Sharon Butler, Joy Curtis, and Cathy Nan Quinlan “On Display”

By Emmy Thelander

August 16, 2010

Bright geometry fills the stretch of bending white walls at Storefront, a small gallery in Bushwick that opened this year. The show, On Display, features the works of Sharon Butler, Cathy Nan Quinlan, and Joy Curtis.
 
The works are a funny match. While in some ways the trio seems like they were born for each other, the tasteful arrangement of the works masks how different they actually are.
 
Sharon Butler’s paintings hold on to Modernist traditions.

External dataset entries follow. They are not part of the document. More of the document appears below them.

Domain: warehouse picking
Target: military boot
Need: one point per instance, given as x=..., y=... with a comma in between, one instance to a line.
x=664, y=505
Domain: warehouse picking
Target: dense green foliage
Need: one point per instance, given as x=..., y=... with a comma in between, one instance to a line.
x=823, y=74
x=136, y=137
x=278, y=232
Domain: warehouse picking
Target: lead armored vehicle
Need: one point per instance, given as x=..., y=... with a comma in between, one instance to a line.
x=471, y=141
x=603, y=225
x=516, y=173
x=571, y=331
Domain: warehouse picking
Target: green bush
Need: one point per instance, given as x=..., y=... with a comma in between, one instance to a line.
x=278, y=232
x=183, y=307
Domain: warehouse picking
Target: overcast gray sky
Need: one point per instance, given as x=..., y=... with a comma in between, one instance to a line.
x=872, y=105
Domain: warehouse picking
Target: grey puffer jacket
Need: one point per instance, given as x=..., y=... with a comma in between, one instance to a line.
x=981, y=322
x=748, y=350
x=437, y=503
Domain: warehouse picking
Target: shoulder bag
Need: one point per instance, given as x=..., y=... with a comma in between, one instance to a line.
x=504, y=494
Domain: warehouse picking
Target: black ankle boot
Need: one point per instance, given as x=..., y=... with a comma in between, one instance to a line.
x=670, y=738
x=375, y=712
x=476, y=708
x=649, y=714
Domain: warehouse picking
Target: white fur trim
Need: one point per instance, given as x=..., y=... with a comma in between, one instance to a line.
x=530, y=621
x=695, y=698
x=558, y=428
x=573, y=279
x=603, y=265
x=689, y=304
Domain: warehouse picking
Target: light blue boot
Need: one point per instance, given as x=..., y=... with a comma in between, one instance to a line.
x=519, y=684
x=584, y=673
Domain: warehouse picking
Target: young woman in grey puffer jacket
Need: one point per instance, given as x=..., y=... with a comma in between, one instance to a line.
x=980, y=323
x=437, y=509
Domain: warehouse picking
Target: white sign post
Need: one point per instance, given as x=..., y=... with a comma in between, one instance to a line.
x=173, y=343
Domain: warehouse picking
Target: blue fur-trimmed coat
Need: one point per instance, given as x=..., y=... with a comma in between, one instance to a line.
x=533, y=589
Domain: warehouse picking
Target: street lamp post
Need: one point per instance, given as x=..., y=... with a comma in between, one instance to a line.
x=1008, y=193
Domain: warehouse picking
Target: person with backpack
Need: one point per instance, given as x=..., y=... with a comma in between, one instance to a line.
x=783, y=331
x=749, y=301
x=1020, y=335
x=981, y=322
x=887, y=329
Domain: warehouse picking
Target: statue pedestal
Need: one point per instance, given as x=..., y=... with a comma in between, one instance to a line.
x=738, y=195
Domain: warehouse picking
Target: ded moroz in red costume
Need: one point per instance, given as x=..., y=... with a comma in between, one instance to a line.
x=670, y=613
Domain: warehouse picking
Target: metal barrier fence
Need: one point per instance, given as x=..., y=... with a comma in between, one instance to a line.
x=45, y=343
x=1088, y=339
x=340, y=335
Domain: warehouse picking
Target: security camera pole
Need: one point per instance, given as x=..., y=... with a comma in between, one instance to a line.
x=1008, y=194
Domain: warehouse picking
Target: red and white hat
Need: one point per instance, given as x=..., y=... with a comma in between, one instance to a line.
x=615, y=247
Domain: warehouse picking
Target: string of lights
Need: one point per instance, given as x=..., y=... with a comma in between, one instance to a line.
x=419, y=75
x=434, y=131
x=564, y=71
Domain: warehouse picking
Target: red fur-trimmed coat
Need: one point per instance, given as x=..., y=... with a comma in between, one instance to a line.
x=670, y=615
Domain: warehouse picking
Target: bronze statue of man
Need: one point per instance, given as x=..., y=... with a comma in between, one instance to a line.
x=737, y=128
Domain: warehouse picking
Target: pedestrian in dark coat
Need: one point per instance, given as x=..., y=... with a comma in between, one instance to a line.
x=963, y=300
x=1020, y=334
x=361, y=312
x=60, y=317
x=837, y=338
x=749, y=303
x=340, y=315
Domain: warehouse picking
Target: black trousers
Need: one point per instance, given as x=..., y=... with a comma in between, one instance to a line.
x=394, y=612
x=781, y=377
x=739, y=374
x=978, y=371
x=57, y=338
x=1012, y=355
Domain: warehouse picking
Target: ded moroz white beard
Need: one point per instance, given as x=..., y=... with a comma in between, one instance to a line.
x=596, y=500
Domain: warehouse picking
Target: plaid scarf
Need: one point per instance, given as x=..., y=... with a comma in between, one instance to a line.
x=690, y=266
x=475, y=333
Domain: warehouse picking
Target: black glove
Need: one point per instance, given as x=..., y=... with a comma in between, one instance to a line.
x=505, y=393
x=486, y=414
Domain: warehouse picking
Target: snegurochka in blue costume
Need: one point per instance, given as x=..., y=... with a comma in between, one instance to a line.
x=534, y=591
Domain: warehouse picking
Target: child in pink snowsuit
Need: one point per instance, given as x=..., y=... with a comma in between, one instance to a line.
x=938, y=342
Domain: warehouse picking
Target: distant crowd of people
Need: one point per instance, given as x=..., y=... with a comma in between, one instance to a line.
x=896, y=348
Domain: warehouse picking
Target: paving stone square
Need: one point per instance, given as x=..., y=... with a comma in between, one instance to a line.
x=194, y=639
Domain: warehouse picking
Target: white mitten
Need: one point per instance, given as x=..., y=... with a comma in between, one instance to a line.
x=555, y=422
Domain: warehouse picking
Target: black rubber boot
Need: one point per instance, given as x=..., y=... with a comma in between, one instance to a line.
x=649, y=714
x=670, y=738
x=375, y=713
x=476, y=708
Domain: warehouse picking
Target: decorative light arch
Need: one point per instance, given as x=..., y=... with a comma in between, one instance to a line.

They have the weight of early Abstractionists, like Arthur Dove. They also have the soft hand of Agnes Martin and a color palette borrowed from an elementary school classroom. The paintings use the same elements: patched together blocks of primary and secondary colored shapes, networks of lines that suggest structure but don’t add up to any, and one dominating, flatly colored shape.
 
In “BCS 5” (“Brightly Colored Separates” series) a khaki green hexagon peers in from the left perimeter. It is pushed back by a cluster of inky, dissolving bars. All the shapes float in an ethereal wash of the same khaki green, which is reminiscent of being in the womb.
 
All in all, Butler’s paintings appear as illustrations for a sad and strange children’s book, illustrating the complexity of a child’s emotional make-up. They exude a sense of isolation. The separate components want to interact but are held back by insecurity. The paintings feel genuine, which is refreshing, but they lack a specificity to ground them in contemporary life.
 
Cathy Nan Quinlan’s paintings share the isolation and mood of Butler’s, but have a foot grounded in observational reality. The paintings on view come from “The Morandi Series” in which Quinlan re-imagines Morandi still-lifes using a cross-hatch pattern. The simplicity of the cross-hatch seems to say, “Hold on, Morandi, things aren’t quite so hard. Let’s relax a little.” In fact, Quinlan’s paintings seem to suggest that Morandi’s still-lifes in and of themselves are not so grey.
 
In “The Outsider” one form, presumably an egg, sits on a table surface adjacent to a grey bowl with two eggs inside. The background is a diagonal grid of purple and green. The forms are merely suggested, not articulated, and the eggs, rather than being solid bodies, appear like transparent force fields. The forms shimmer around the outside of reality, refusing to coalesce.
 
While Quinlan and Butler’s paintings are enjoyable in their own rights, Joy Curtis’ sculptures are the stars of the show. They relate strongly to Donald Judd’s “100 Untitled Works in mill aluminum” from 1982-1986 installed at the Chinati Foundation in Marfa, Texas. Judd’s installation which fills two remodeled artillery sheds, is a game of reflection that deceives the solid material each of the untitled works is made of.
 
Curtis’ sculptures are actually transparent, while Judd’s gives the impression of being so. Her Plexiglas forms, however, confuse the distinction between transparency and reflection as Judd’s do, using both transparent and reflective materials.
 
The pieces divorce themselves from Minimalist works by incorporating patterns applied with a sardonic hand. Amphibiology C, a stubby polygonal form, made of transparent and mirrored plexi, incorporates a pattern of epoxy dots and a printed lacework in gold on one of the mirrored surfaces.
 
Curtis’ forms, like the eggs in Quinlan’s paintings and the wobbly shapes in Butler’s, become animated. They are awkward beings, immobile themselves, and “on display” for reasons they can not determine, a little like polar bears at the zoo. They appear like misfits because they are made of nothing spectacular. In fact, they were practically designed to camouflage with the pre-fabricated tiling of the gallery floor. The pieces ask: “why are we different from the floor at all?” But they have a grace they can not help, and they are modest because, frankly, they deserve to be showcased by themselves.
 
On Display is available for viewing through August 22nd, but for those who miss it, a nicely printed catalog with images and essays will be available for $5. And while all the other galleries have been on vacation for August, Storefront remains active.
 
As far as Brooklyn galleries go, Storefront is worth keeping an eye on. They have a unique selection of work with a couple top-quality artists.